What is intarsia
Intarsia knitting is a colorwork technique that allows you to create large areas of different colors in a single row — geometric shapes, images, letters, landscapes. Unlike fair isle (stranded) knitting, where the unused yarn is carried across the back, in intarsia each color is worked from a separate ball of yarn and the yarns are twisted only at color change points.
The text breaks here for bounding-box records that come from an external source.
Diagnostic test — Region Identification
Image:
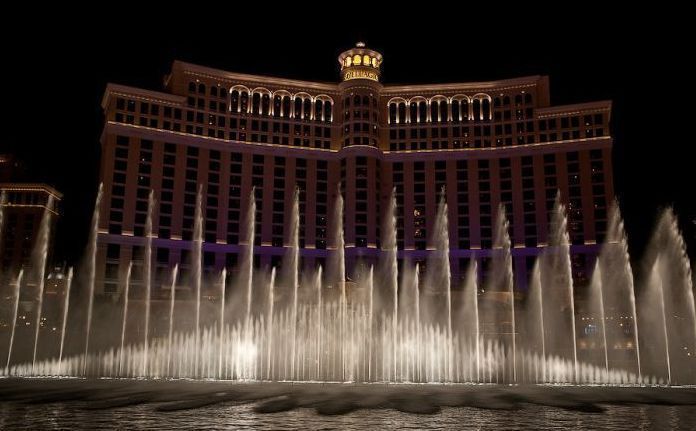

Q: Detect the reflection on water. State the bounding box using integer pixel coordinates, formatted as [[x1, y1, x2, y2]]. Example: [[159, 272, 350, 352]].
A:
[[0, 379, 696, 431], [0, 403, 696, 430]]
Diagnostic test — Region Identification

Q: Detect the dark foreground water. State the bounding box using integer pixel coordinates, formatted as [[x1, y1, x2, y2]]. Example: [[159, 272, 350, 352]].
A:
[[0, 379, 696, 431]]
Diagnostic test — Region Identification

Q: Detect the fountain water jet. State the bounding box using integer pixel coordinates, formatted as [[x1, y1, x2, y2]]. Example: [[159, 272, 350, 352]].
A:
[[118, 261, 133, 376], [5, 269, 24, 371], [529, 260, 546, 381], [590, 261, 609, 373], [31, 195, 53, 369], [599, 201, 642, 380], [191, 185, 203, 375], [82, 183, 104, 375], [58, 266, 73, 376], [217, 268, 227, 379], [167, 264, 179, 374], [142, 190, 155, 377], [286, 187, 300, 379]]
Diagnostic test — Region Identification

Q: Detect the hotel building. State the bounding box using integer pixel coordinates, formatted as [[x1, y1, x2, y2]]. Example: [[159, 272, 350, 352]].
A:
[[97, 43, 614, 295]]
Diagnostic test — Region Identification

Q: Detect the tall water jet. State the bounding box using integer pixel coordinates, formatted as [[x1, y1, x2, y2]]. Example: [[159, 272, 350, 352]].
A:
[[462, 258, 481, 381], [0, 190, 7, 255], [599, 201, 642, 380], [589, 261, 609, 373], [333, 183, 348, 380], [413, 264, 421, 381], [31, 195, 53, 370], [58, 266, 73, 376], [242, 187, 256, 324], [82, 183, 104, 375], [167, 263, 179, 375], [284, 187, 300, 380], [314, 265, 324, 379], [5, 269, 24, 370], [142, 190, 155, 376], [118, 261, 133, 376], [425, 187, 452, 376], [487, 204, 517, 382], [541, 193, 578, 381], [191, 185, 203, 376], [218, 268, 227, 379], [266, 267, 276, 380], [368, 266, 375, 381], [645, 208, 696, 384], [382, 188, 399, 380], [649, 257, 672, 385], [527, 259, 546, 381]]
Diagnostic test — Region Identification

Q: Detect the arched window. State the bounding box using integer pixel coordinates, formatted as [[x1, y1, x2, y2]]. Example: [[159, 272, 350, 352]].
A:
[[273, 95, 283, 118], [389, 103, 399, 124], [418, 100, 428, 123], [459, 99, 469, 121], [282, 96, 292, 118], [239, 91, 249, 112], [474, 99, 481, 121], [397, 102, 406, 124], [314, 100, 324, 121], [324, 100, 333, 122], [304, 98, 312, 120], [261, 93, 271, 115], [230, 90, 239, 112], [452, 100, 461, 123], [481, 99, 491, 120], [251, 93, 261, 115], [295, 97, 302, 118]]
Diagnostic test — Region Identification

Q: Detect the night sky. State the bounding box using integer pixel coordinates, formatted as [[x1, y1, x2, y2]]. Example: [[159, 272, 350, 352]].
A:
[[0, 11, 696, 263]]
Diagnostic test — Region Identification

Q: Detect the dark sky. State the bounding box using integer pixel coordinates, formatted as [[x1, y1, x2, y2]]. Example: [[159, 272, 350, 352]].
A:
[[0, 11, 696, 263]]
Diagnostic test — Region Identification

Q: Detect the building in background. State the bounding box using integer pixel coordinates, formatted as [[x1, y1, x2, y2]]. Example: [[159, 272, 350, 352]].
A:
[[97, 44, 614, 295], [0, 183, 63, 277]]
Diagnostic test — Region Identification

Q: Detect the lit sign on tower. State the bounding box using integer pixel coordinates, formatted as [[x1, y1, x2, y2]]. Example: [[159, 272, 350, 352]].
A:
[[338, 42, 382, 82]]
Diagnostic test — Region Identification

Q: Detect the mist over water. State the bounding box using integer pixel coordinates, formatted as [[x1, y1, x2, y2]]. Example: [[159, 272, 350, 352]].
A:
[[3, 188, 696, 385]]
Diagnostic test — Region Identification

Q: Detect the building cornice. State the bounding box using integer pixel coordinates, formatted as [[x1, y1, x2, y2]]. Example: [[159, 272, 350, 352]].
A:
[[101, 82, 186, 110], [172, 60, 339, 94], [535, 100, 611, 119], [0, 183, 63, 200], [382, 75, 544, 96], [104, 121, 613, 161]]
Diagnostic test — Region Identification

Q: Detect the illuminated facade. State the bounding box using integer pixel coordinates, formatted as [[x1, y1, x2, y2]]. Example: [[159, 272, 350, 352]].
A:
[[97, 44, 613, 294], [0, 183, 62, 278]]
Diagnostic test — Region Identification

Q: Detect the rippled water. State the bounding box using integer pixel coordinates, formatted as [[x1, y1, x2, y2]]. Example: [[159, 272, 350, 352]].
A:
[[0, 403, 696, 430], [0, 380, 696, 431]]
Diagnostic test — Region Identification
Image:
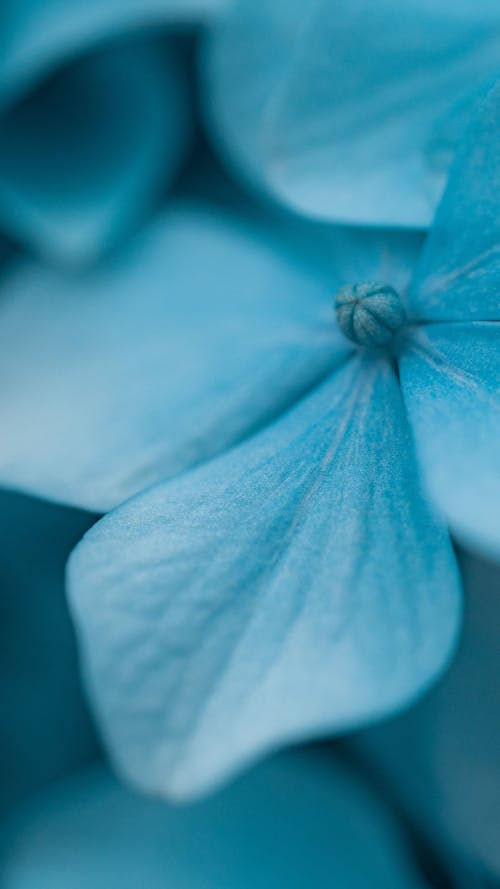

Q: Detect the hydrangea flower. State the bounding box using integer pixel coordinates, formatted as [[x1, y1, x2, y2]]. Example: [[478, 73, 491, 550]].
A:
[[200, 0, 500, 226], [356, 553, 500, 887], [0, 0, 230, 263], [0, 755, 430, 889], [0, 80, 500, 795], [0, 492, 97, 816]]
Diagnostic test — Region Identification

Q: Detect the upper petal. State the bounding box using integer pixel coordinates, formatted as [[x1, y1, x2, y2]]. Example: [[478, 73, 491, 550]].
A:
[[410, 81, 500, 321], [0, 40, 191, 263], [69, 358, 459, 796], [0, 492, 97, 820], [0, 754, 423, 889], [0, 0, 224, 107], [0, 202, 348, 510], [202, 0, 500, 226], [359, 553, 500, 889], [400, 321, 500, 556]]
Intarsia vs. fair isle — when to use which
| Property | Intarsia | Fair isle |
|---|---|---|
| Color blocks | Large (10+ sts) | Small (1–5 sts) |
| Yarn management | Separate balls | Both yarns carried on back |
| Thickness | Single layer | Double (2 layers) |
| Knitting method | Back and forth | Back and forth, or in the round |
| Typical pattern | Images, geometric shapes | Repeating motifs |
How to knit intarsia — step by step
Preparation
Prepare a separate ball (or bobbin) for each color block. If you have 3 colors in one row, you need 3 balls of yarn.
Twisting yarns
The key moment is changing colors. Where you switch from one color to another, you must twist the yarns — otherwise a hole will form.
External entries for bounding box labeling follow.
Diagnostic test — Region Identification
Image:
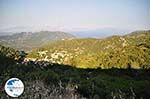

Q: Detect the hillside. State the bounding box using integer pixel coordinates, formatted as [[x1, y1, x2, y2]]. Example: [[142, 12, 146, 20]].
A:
[[0, 31, 74, 51], [0, 44, 150, 99], [28, 31, 150, 69]]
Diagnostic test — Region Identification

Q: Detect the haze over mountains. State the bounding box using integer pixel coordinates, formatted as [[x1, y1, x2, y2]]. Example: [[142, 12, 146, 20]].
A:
[[0, 31, 75, 50]]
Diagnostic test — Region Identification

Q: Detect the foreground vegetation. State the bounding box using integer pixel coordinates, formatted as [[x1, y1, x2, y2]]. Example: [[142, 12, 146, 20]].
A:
[[27, 31, 150, 69]]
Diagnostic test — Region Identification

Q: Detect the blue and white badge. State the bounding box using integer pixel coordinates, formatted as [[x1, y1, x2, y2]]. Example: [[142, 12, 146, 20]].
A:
[[5, 78, 24, 97]]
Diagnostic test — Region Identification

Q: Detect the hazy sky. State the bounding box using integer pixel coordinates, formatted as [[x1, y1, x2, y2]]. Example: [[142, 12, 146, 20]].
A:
[[0, 0, 150, 31]]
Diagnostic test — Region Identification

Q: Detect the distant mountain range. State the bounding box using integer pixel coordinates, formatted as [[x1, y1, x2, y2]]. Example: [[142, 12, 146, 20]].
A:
[[0, 31, 75, 51]]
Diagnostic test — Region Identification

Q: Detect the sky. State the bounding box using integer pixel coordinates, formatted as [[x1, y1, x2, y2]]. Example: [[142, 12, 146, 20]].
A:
[[0, 0, 150, 31]]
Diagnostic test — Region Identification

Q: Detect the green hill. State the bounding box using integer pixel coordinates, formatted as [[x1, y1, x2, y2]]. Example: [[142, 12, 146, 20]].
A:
[[0, 31, 74, 51], [28, 31, 150, 69]]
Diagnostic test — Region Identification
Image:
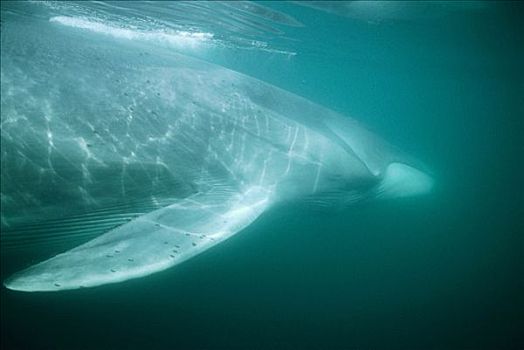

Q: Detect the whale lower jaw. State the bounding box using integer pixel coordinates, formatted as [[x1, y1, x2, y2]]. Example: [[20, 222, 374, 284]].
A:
[[376, 163, 434, 198]]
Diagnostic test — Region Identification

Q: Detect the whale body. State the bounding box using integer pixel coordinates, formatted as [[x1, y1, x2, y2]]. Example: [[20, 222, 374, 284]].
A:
[[1, 5, 433, 291]]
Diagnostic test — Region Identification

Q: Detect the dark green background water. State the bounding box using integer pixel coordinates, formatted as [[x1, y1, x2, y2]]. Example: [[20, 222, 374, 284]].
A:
[[1, 2, 524, 349]]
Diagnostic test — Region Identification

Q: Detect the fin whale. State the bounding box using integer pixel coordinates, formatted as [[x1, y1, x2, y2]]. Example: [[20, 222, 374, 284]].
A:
[[1, 8, 433, 292]]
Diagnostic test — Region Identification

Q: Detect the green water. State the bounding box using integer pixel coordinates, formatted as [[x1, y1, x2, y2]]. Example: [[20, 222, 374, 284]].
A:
[[1, 2, 524, 349]]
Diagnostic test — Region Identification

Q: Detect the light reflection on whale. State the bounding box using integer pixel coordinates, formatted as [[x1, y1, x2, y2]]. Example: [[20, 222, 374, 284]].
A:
[[1, 5, 433, 291]]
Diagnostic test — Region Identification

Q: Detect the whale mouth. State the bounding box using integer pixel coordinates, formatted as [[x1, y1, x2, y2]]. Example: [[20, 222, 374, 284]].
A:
[[377, 163, 435, 198]]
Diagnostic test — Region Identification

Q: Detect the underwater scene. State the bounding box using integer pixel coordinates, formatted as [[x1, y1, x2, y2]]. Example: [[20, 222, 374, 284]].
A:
[[0, 1, 524, 349]]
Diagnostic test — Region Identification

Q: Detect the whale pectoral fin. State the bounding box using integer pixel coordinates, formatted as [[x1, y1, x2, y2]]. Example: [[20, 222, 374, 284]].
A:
[[4, 187, 269, 292]]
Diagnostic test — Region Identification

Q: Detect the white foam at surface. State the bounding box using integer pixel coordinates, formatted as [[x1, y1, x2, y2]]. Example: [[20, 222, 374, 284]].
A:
[[49, 16, 213, 48]]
Method: Drop the old color to the left. Pick up the new color from underneath the old one (from below upward). This crosses the yarns and connects the stitches. Always twist in this direction — old color to the left, new color from underneath.
On right side rows
Knit in color A to the change point. Drop yarn A to the left. Pick up yarn B from underneath A and continue knitting in color B.
On wrong side rows
Same principle — purl across, twisting yarns at color changes. The twisting direction remains the same: old color to the left, new color from underneath.
Reading intarsia charts
Intarsia patterns are read from color charts — a grid where each square = one stitch, square color = yarn color. Odd rows (right side) are read from right to left, even rows (wrong side) from left to right.
Tips for clean transitions
Always twist — never skip twisting the yarns. One missed twist = a hole in your work.
Tighten transitions — after twisting yarns, gently pull the first stitch of the new color snug. A loose transition creates a visible gap.
Use bobbins — instead of large balls, use small intarsia bobbins. They tangle less.
Weaving in ends — intarsia creates many loose ends (at every color change). Weave them in as you go, always into their own color area — not across color boundaries.
Suitable projects
Geometric cushions — large color blocks are ideal for intarsia. Triangles, squares, stripes.
Picture sweaters — the classic "ugly Christmas sweater" with reindeer or snowflakes is typically intarsia.
Knitted artwork — advanced intarsia allows you to knit landscapes, portraits, and artistic motifs.